Leukemia’s Dependency on Taurine Transport

The researchers identified a protein called TAUT (encoded by the SLC6A6 gene) that acts as the door through which taurine enters leukemia cells. This protein is highly expressed in aggressive leukemias compared to normal blood stem cells.

When the researchers genetically removed TAUT from leukemia cells, they observed remarkable results. Animals receiving these modified leukemia cells survived significantly longer—in some experiments, 40% of animals survived indefinitely. The leukemia cells without TAUT showed impaired growth, increased cell death, and signs of cellular differentiation rather than continued stem-like growth.

Most importantly, removing TAUT had minimal effects on normal blood stem cell function, suggesting a potential therapeutic window for targeting this process in patients.

Synergy with Existing Treatments

The research team found that SLC6A6 expression is particularly high in leukemias that are resistant to venetoclax, a medication increasingly used to treat AML. When they combined venetoclax with methods to block taurine uptake, they observed synergistic effects that dramatically reduced leukemia cell growth.

“While primary human AML cells that were treated with GES, TAG or venetoclax alone formed 1.3- to 8.3-fold fewer colonies as compared to the controls, combining the treatments substantially impaired colony formation by 2.4- to 150-fold.
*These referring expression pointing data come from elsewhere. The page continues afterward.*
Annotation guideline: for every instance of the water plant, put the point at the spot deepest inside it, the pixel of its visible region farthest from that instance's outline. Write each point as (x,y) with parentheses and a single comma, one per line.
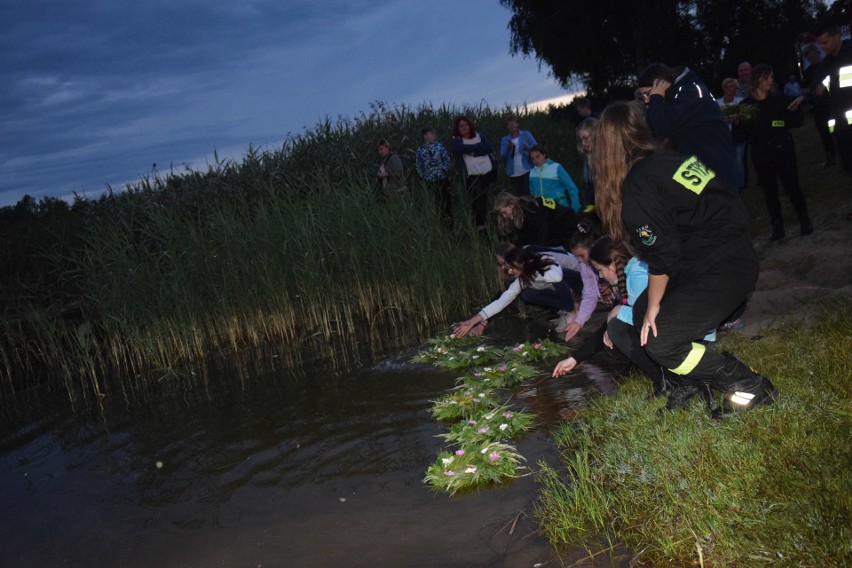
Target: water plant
(536,351)
(474,466)
(464,402)
(489,426)
(498,376)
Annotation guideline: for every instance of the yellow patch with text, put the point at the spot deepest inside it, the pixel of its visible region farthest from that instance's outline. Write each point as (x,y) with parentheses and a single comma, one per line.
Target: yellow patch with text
(693,175)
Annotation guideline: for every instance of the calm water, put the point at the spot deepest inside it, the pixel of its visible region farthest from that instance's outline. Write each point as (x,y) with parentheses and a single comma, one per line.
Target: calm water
(309,468)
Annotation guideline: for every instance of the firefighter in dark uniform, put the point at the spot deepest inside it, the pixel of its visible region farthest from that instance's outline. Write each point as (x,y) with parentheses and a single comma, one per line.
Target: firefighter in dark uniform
(694,234)
(833,78)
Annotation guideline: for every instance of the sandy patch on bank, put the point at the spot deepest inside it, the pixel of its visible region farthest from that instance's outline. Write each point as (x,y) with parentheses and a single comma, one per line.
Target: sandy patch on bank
(798,273)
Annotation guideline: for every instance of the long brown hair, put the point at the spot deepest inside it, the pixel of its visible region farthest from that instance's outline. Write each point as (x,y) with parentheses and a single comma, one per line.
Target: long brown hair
(605,251)
(622,139)
(528,264)
(506,199)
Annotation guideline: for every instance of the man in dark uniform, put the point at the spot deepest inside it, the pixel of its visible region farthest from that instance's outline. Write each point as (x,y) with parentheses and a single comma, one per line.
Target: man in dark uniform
(684,117)
(833,78)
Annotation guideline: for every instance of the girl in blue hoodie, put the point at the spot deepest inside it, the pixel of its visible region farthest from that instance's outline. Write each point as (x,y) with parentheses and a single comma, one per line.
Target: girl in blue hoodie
(550,182)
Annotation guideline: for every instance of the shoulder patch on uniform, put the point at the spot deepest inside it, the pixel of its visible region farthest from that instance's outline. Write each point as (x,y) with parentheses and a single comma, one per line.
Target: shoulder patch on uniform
(646,235)
(693,175)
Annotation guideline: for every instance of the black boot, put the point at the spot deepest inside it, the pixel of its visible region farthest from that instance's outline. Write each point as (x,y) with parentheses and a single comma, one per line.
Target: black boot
(777,230)
(806,227)
(683,391)
(744,389)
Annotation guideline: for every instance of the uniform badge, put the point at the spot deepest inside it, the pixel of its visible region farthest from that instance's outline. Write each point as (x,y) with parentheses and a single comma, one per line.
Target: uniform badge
(693,175)
(646,235)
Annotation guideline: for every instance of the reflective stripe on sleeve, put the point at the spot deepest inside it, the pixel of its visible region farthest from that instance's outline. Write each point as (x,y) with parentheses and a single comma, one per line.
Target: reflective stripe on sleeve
(691,360)
(844,76)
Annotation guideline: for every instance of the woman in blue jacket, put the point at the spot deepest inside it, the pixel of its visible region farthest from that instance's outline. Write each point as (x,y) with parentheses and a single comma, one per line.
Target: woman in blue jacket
(551,183)
(514,150)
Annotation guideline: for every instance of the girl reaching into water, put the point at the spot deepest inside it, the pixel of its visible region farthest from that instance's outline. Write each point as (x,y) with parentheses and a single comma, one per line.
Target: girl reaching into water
(526,268)
(693,232)
(618,265)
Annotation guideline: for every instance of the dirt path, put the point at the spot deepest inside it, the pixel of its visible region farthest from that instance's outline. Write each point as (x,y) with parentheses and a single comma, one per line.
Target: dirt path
(799,272)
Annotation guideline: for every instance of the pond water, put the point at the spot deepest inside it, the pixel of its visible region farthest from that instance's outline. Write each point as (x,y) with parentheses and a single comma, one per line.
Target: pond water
(315,467)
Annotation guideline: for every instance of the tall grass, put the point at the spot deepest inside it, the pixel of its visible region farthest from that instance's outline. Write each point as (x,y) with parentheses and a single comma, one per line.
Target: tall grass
(769,486)
(290,245)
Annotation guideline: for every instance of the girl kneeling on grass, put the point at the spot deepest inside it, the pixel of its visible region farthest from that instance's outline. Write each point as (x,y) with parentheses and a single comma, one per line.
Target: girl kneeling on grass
(694,234)
(526,268)
(629,277)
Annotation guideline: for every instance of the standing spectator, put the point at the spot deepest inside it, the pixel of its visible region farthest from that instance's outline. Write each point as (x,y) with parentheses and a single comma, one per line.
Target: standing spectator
(433,166)
(585,143)
(837,63)
(743,79)
(551,183)
(729,98)
(472,154)
(684,116)
(792,88)
(391,174)
(514,152)
(772,150)
(820,105)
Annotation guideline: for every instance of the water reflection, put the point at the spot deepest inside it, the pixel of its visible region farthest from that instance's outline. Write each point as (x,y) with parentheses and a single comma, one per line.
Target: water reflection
(264,464)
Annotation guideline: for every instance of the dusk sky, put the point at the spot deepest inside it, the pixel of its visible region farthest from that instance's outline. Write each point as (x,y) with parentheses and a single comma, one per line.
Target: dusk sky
(95,92)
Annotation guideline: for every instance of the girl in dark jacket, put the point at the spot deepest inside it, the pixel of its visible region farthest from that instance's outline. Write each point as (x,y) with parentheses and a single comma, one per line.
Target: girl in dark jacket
(772,150)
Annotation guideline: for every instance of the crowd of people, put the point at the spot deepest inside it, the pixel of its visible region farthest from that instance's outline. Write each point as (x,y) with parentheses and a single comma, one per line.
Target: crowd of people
(659,238)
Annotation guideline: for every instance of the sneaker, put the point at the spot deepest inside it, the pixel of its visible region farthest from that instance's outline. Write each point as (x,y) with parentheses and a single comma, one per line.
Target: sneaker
(565,319)
(734,325)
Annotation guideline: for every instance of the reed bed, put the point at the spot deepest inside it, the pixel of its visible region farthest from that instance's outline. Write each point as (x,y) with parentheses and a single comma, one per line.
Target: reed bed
(290,245)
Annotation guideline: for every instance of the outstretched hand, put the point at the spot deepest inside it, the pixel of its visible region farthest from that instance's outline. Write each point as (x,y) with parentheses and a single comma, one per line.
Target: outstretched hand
(572,330)
(474,326)
(564,366)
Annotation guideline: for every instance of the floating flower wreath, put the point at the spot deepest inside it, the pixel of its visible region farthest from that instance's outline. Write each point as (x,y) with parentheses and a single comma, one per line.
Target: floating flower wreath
(474,465)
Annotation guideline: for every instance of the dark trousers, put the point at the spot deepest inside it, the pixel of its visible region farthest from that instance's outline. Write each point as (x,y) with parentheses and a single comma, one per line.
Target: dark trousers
(843,142)
(561,296)
(694,304)
(625,340)
(478,188)
(443,195)
(821,116)
(520,184)
(781,164)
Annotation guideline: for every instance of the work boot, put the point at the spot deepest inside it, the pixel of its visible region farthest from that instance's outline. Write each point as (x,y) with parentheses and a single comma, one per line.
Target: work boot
(683,391)
(777,230)
(744,388)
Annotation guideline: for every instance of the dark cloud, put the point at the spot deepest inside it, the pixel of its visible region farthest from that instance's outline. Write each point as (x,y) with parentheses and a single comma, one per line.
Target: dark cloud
(93,92)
These data indicate that taurine inhibitors can synergize with venetoclax in blocking the growth of human AML cells,” the researchers report.

How Taurine Fuels Cancer Growth

Investigating the molecular mechanisms, the researchers discovered that taurine activates mTOR, a master regulator of cell metabolism, which then drives glycolysis—the process cells use to generate energy from glucose. Without taurine, leukemia cells showed dramatic reductions in glycolysis and energy production.

This finding was particularly interesting as cancer cells are known to have unusual metabolic requirements. The study reveals taurine as a previously unknown metabolic controller in leukemia stem cells.

Using metabolic tracers, they confirmed that taurine itself—not a derivative compound—is what’s necessary for leukemia cells to maintain their aggressive growth pattern.

Implications for Patients and Treatment

The discovery that taurine supports leukemia growth raises important questions for patient care. Taurine is present in many energy drinks and is sometimes provided as a supplement to mitigate the side effects of chemotherapy.

“As taurine is a common ingredient in energy drinks, and is often provided as a supplement to mitigate the side-effects of chemotherapy, our work suggests that it may be of interest to carefully consider the benefits of supplemental taurine in patients with leukemia,” the researchers caution.

While the study primarily used genetic approaches to block taurine uptake, the researchers also tested small-molecule inhibitors of TAUT in laboratory models. These compounds impaired leukemia cell growth with minimal effects on normal blood stem cells, suggesting that pharmacological targeting of this pathway could be feasible.

As researchers continue developing more potent inhibitors of taurine transport, this newly discovered dependency could provide a promising avenue for treating aggressive leukemias, potentially in combination with existing therapies like venetoclax. For patients with treatment-resistant blood cancers, these findings offer hope for novel therapeutic approaches that target not just the cancer cells themselves, but the crucial support they receive from their surrounding environment.